Post it up and we can all have a shot


----------



## ksm1985 (Dec 27, 2008)




----------



## bretti_kivi (Apr 22, 2008)

ok, a quick play says:
- the eye on the left is screwed up by photobucket. It will always look like you have a black eye with this base.
- if you raise the VALUE curve from the bottom left it lightens nicely, then you can drop the bottom of the curve and it looks pretty OK. Except for the eye.

Bret


----------



## ksm1985 (Dec 27, 2008)

i knew it would be a difficult one to do but thanks dude


----------



## spitfire (Feb 10, 2007)




----------



## Katana (Mar 31, 2007)

Download Google's Picasa software, it's easy to fix stuff like this with the Fill Light slider.
Lesson: When out in bright sunlight use the flash to illuminate the face so you don't end up being in the dark.


----------



## shaqs77 (Jun 10, 2008)

u can download picassa for free, its a really good and easy to use software.


----------



## bretti_kivi (Apr 22, 2008)

Picasa is a lot more limiting than for example GIMP, IMO... plus GIMP has UFRaw as a plugin.

Bret


----------



## herbie147 (May 30, 2010)

Sorry kev, just aint getting the hang of photoshop


----------



## ksm1985 (Dec 27, 2008)

herbie147 said:


> Sorry kev, just aint getting the hang of photoshop


http://gamesmuseum.uwaterloo.ca/Archives/Culin/Hawaii1899/graphics/****3.jpg


----------



## Th3Doctor (Feb 2, 2010)

Hello mate Ive PM you as well as posting here. The retouched picture - Due to the very poor quality of the original I was unable to do a full correction. (as the results you can get are all dependant on the quality of the original.) But I have done my best. It will look different to you as it does form me due to screen calibration. Start with this and let me know if you want any more changes, but I think the images is at its limits.

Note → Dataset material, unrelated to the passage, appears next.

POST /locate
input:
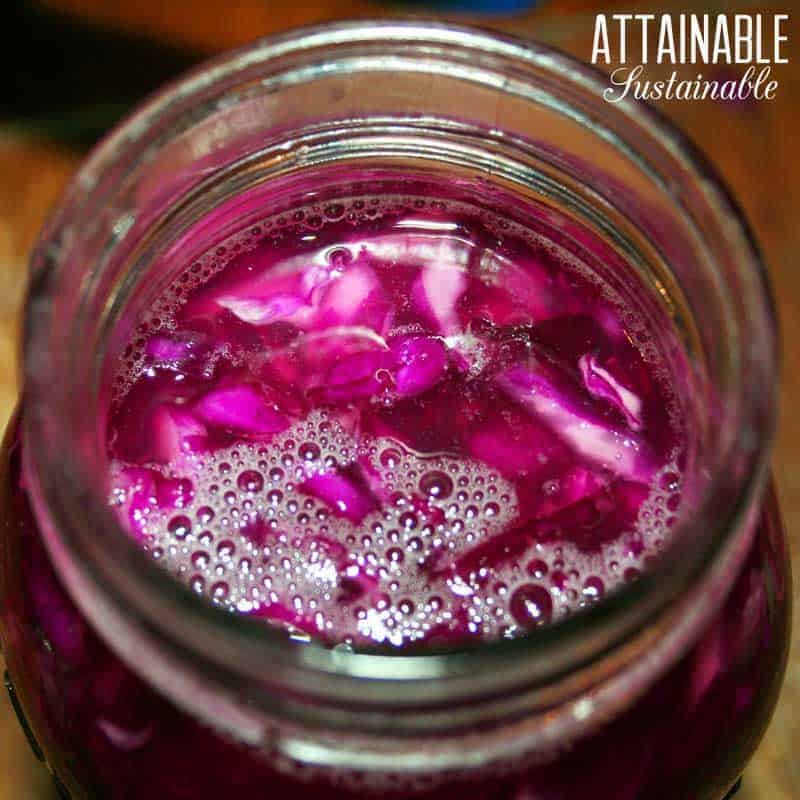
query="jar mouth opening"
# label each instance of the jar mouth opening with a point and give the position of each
(70, 498)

Do you have a Hires original?


----------



## Th3Doctor (Feb 2, 2010)

Does anyone know how i get the image to display in the post?


----------



## HornetSting (May 26, 2010)

Would a flash really deal with the dark areas? I would think the sun etc is too bright for a 'normal' cameras flash to deal with that. Is it not the shadow of the nearby tree thats causing the dark area. 

Some of the attempts to correct are great, especially the first one.


----------



## Katana (Mar 31, 2007)

HornetSting said:


> Would a flash really deal with the dark areas?


Go try it for yourself, it won't work well over a certain distance because flashes have a limited range, but most shots of people are shot pretty close anyway solving that problem.
This technique is called Fill Flash, google it as there's a ton of articles about it.


----------



## Mike_182 (Mar 22, 2007)

A good strong flash gun would be like an x-ray on him, so yeah - as long as that photo's not taken by someone on the end of a £100,000 1200mm lens stood half a mile away then I don't see why it should be a problem


----------